Answer on Question #78231, Chemistry / General Chemistry

Question:

A sample of copper has a mass of 100.0 g with a specific heat of 0.385 J/g°C. The sample is initially at 10.0 °C and heated up to 100.0 °C.

a. How much energy did the copper sample absorb?

b. If a 100.0 g sample of aluminum also at 10.0 °C absorbs the same amount of energy as the copper sample in (a), what will the final temperature of the aluminum be? (specific heat of Al is 0.903 J/g°C).

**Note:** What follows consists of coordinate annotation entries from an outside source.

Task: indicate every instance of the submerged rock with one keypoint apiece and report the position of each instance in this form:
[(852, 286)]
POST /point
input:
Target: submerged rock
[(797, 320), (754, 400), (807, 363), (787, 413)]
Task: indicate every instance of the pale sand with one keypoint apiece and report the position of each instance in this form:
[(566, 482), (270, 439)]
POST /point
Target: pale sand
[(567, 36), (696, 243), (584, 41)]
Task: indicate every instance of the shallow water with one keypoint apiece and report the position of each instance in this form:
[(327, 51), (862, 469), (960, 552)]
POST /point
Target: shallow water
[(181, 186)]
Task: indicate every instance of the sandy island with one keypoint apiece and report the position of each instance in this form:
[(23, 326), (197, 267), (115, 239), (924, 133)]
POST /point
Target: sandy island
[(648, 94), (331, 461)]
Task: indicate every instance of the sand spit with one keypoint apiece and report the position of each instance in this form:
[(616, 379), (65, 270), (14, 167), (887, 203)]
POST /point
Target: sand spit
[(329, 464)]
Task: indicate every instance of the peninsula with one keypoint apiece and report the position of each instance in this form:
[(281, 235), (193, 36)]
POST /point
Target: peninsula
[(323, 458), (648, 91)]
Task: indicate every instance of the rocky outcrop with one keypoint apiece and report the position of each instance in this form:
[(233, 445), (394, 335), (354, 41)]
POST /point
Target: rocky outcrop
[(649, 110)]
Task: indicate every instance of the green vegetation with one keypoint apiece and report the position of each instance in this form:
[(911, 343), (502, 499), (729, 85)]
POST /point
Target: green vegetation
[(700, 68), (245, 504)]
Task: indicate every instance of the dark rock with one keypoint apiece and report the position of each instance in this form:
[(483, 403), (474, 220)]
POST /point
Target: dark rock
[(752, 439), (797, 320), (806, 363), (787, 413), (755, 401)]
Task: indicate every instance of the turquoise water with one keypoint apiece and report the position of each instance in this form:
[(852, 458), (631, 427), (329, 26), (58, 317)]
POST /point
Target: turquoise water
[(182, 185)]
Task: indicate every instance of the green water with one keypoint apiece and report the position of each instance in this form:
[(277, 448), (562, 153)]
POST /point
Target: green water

c. What can you say about the specific heat of a substance and the amount of energy the substance can absorb before the temperature increases based on what you did in parts (a) and (b)?

Solution:

a.

Energy absorbed: $Q = c \cdot m \cdot \Delta T = 0.385 \cdot 100.0 \cdot (100.0 - 10.0) = 3465 \, \text{J}$

b.

From the formula above: $\Delta T = Q / (c \cdot m) = 3465 / (0.903 \cdot 100.0) = 38.4^{\circ} \text{C}$

The final temperature: $10.0 + 38.4 = 48.4^{\circ} \text{C}$

Answer:

a. 3465 J

b. 48.4 °C

c. Specific heat is the energy needed to raise the temperature of one gram of material by 1 °C. So, the higher specific heat - the more energy needed for heating (or the rising of temperature will be lower). Other words, specific heat is the measure how much energy material can absorb.